Branched Amphiphilic Peptides Capsules for RNA Delivery: Design, Synthesis, and Optimization

Abstract

RNA is a versatile biomolecule with diverse therapeutic applications for vaccine development, cellular engineering, and other areas of biomedicine. Alone, however, RNA has little therapeutic potential, being readily degraded by environmental nucleases, and proving ineffective at cellular entry and expression. Delivery vectors are therefore needed to facilitate the protection and transfection of RNAs into cells. For this purpose, organic nanoparticles are most often used. Branched amphiphilic peptide capsules (BAPCs) are a novel class of organic nanoparticles which have previously been shown effective at RNA delivery in various in vivo systems with insect and murine models. Previously, BAPC peptides have varied significantly between batches and dependent on the synthesizer, resulting in high variation in experimental BAPC formulation impurities and results.
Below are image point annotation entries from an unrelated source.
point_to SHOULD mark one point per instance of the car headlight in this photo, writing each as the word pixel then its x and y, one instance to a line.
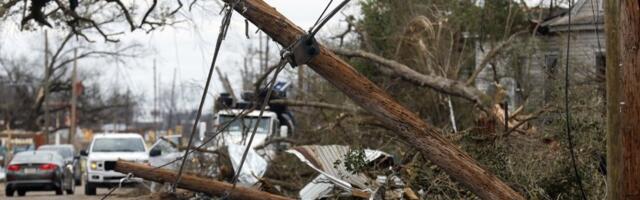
pixel 93 165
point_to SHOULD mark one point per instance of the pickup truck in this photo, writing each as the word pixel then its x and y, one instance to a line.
pixel 104 151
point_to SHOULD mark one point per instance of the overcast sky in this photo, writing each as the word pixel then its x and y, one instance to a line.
pixel 185 48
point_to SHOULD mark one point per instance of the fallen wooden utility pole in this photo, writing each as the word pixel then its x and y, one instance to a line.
pixel 194 183
pixel 408 126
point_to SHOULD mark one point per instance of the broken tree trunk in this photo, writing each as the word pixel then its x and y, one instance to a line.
pixel 194 183
pixel 370 97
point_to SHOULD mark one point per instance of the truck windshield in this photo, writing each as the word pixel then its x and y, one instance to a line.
pixel 118 145
pixel 245 125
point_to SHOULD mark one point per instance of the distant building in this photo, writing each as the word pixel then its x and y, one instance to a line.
pixel 534 72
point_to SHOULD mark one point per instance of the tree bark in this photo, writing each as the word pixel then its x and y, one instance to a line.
pixel 194 183
pixel 614 156
pixel 627 164
pixel 370 97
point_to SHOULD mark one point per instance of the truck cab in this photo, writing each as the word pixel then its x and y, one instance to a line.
pixel 238 131
pixel 107 148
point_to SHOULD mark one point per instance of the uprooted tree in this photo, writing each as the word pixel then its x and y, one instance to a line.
pixel 420 65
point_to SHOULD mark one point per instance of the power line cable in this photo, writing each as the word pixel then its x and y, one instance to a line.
pixel 224 27
pixel 327 18
pixel 265 101
pixel 321 15
pixel 567 109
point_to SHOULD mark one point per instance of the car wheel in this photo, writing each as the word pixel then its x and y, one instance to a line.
pixel 8 192
pixel 89 189
pixel 78 181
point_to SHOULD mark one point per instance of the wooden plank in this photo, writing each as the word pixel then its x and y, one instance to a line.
pixel 407 125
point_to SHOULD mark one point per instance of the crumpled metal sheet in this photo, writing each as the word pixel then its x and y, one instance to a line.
pixel 322 159
pixel 319 187
pixel 254 167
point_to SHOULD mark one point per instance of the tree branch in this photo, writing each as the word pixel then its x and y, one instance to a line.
pixel 492 54
pixel 438 83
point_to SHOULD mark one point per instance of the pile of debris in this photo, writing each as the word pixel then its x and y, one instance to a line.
pixel 341 171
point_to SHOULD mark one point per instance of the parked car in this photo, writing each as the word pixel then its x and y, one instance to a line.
pixel 68 152
pixel 38 171
pixel 104 151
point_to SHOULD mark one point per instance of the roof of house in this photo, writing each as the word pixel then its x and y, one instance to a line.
pixel 585 15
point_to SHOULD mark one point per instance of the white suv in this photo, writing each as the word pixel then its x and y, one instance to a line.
pixel 104 151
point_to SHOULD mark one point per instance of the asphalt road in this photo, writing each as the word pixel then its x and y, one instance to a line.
pixel 122 193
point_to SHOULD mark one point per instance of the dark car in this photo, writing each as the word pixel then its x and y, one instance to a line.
pixel 68 153
pixel 38 171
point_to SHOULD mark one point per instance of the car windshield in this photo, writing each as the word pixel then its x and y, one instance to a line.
pixel 34 157
pixel 244 125
pixel 118 145
pixel 65 152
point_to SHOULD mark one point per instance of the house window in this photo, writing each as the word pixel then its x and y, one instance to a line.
pixel 550 68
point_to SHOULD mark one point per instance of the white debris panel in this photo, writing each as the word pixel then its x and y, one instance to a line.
pixel 323 159
pixel 254 166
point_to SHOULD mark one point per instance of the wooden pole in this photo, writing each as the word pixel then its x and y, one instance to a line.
pixel 624 147
pixel 407 125
pixel 74 98
pixel 45 87
pixel 614 155
pixel 195 183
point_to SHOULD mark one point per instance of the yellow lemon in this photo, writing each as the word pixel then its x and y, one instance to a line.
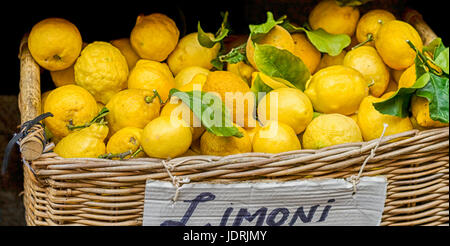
pixel 69 104
pixel 337 89
pixel 420 108
pixel 102 70
pixel 55 43
pixel 370 23
pixel 371 121
pixel 186 75
pixel 287 105
pixel 190 53
pixel 392 46
pixel 275 137
pixel 235 94
pixel 331 129
pixel 152 75
pixel 277 37
pixel 306 51
pixel 333 18
pixel 154 36
pixel 241 69
pixel 166 137
pixel 176 108
pixel 366 60
pixel 211 144
pixel 85 143
pixel 124 140
pixel 124 45
pixel 132 107
pixel 328 60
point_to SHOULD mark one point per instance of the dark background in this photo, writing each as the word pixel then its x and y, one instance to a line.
pixel 107 20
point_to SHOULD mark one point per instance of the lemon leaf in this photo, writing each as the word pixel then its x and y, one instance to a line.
pixel 278 63
pixel 210 109
pixel 258 31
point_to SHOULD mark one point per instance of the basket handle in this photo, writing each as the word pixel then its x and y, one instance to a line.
pixel 414 18
pixel 29 101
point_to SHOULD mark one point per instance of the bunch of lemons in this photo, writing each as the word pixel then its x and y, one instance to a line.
pixel 132 78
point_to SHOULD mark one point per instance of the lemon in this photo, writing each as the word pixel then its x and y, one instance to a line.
pixel 287 105
pixel 392 46
pixel 235 94
pixel 154 36
pixel 333 18
pixel 124 45
pixel 152 75
pixel 126 139
pixel 306 51
pixel 275 137
pixel 371 121
pixel 102 70
pixel 85 143
pixel 55 43
pixel 182 111
pixel 132 108
pixel 337 89
pixel 186 75
pixel 366 60
pixel 370 23
pixel 69 104
pixel 242 69
pixel 190 53
pixel 166 137
pixel 408 77
pixel 277 37
pixel 328 60
pixel 331 129
pixel 211 144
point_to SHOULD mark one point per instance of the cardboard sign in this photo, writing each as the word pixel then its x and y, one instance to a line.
pixel 327 202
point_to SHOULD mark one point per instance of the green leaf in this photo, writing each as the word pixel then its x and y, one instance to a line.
pixel 258 31
pixel 206 41
pixel 211 110
pixel 259 88
pixel 325 42
pixel 436 91
pixel 281 64
pixel 398 104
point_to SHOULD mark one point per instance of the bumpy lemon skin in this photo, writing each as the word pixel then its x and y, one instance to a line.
pixel 275 137
pixel 190 53
pixel 371 121
pixel 392 46
pixel 292 107
pixel 337 89
pixel 154 36
pixel 102 70
pixel 131 108
pixel 68 104
pixel 55 43
pixel 211 144
pixel 330 129
pixel 85 143
pixel 152 75
pixel 333 18
pixel 370 23
pixel 277 37
pixel 366 60
pixel 166 137
pixel 126 139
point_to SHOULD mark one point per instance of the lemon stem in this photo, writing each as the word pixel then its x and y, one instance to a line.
pixel 369 39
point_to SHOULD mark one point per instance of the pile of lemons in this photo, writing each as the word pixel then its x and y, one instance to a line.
pixel 132 77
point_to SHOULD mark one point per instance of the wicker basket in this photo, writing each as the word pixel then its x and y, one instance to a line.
pixel 83 191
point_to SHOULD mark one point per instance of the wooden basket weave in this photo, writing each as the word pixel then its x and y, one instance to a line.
pixel 60 191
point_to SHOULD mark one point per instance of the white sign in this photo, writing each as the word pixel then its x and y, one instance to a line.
pixel 327 202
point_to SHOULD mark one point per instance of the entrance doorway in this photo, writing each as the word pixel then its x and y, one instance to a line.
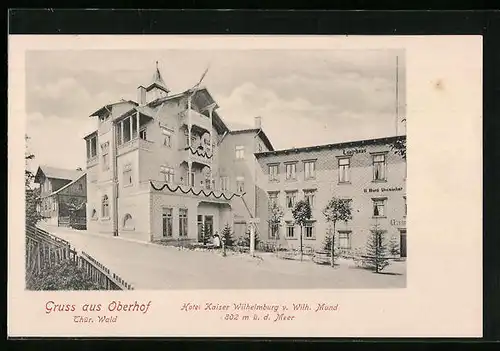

BAPC toxicity has also received little investigation and never been directly compared with major FDA-approved or clinically used nanoparticle formulations such as lipid nanoparticles (LNPs). Here, I outline standardized synthesis, purification, and assembly protocols for branched amphiphilic peptides which compose BAPCs. Furthermore, I investigate potential mechanisms associated with BAPC toxicity in comparison to LNPs and elucidate potential avenues for the improvement of BAPC formulations moving forward. This work will allow for high-fidelity reproduction of BAPCs on any synthetic-chemistry capable lab bench. Further, this work outlines a comparable level of toxicity for BAPCs when compared to leading lipid alternatives, impressing the potential of this platform as a future clinically-relevant nanoformulation.